Pictures and anecdotes don’t do justice to the understated charm of Barbados, it must be experienced in person. Like a flower in bloom, you have to give Barbados more than just a day before its real beauty is revealed.
However, when you Google Barbados and gay, the first thing that pops up, other than Mount Gay Rum (the world’s oldest commercial rum distillery), is “illegal,” “life imprisonment,” and that LGBT people in Barbados do not enjoy the same rights as non-LGBT people. Barbados has traditionally been known for being anti-gay and not very gay welcoming, especially since they still have anti-sodomy laws that punish “buggery” with a life sentence. Even though these laws are rarely enforced, they are still bad for tourism, especially LGBTQ tourism. That said, LGBTQ visitors generally do not face any physical danger in Barbados, but they may face prejudicial treatment from people that aren’t quite ready to embrace the gay community.

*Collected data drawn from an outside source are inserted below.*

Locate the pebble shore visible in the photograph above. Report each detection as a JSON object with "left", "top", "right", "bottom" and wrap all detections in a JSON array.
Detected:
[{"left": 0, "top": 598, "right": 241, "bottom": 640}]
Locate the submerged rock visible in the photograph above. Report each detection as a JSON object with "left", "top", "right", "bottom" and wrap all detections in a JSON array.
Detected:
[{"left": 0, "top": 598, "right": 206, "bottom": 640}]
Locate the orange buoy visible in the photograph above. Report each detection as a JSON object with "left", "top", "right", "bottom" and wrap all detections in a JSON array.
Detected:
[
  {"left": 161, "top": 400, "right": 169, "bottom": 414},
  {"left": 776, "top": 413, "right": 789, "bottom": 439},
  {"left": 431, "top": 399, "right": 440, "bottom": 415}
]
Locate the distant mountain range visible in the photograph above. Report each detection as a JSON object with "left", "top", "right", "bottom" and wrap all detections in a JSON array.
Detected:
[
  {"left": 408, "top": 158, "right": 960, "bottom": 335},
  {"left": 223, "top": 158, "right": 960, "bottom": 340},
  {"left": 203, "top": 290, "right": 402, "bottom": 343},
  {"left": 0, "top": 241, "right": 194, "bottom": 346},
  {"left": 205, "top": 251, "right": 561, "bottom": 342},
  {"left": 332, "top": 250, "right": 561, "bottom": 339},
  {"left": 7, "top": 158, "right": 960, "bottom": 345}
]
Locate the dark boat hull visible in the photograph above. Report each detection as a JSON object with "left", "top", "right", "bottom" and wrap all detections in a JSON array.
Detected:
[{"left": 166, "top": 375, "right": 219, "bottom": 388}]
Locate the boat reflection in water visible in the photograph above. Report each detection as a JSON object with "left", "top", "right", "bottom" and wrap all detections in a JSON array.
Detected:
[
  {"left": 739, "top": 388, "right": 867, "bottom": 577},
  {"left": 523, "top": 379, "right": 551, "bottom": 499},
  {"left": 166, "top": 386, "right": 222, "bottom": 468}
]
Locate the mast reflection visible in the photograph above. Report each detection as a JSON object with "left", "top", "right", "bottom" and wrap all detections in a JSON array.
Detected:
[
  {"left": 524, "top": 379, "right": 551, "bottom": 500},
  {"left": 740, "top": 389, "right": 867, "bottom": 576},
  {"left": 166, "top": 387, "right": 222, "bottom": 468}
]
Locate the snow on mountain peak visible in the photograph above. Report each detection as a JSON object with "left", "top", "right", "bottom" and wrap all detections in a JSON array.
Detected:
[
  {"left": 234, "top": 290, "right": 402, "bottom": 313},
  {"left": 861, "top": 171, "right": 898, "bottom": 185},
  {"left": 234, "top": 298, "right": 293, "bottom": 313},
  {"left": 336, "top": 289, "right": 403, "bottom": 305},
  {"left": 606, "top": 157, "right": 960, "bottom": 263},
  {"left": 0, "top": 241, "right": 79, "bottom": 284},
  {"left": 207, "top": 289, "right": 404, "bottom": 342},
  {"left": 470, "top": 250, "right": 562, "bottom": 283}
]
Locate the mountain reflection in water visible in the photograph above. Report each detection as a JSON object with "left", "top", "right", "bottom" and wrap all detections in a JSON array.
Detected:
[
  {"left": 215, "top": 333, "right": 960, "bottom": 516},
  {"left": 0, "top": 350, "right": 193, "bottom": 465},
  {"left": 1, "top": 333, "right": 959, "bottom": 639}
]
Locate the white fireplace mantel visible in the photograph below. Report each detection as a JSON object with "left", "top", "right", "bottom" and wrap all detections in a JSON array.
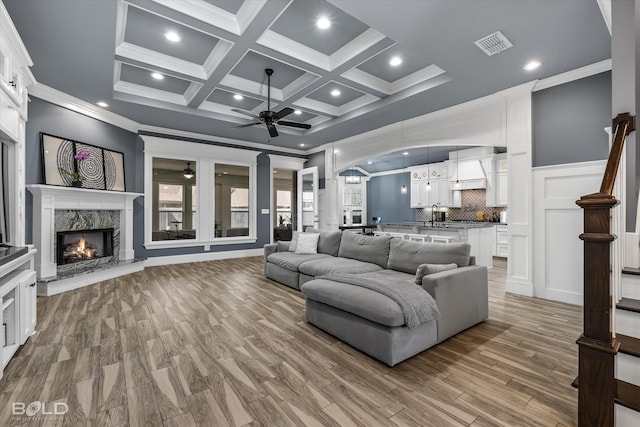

Barbados, in spite of all this, is slowly progressing on the LGBTQ front. They recently elected their first female prime minister, Mia Mottley, who is pro-LGBT. Barbados also hosted its first Pride march in the capital of Bridgetown in 2018. You can find out more about Pride and other gay events in Barbados on the LGBT Barbados Facebook group.
What can you really expect when traveling to Barbados as a gay person? Alex St John, a Barbadian currently living in Toronto, commented that Barbados is fine with the gays, just like lots of places in the world, but it’s important to respect their religious culture, and to be respectful of the people around you when you are expressing yourself to your partner. There is also a relatively rich gay nightlife, but you need to know where to go and when. Tony Chanthavong, a Canadian who lived there for nine months on a work assignment, commented that there were no gay bars and that he only knew where the popup “bush parties” were after he made some gay islander friends.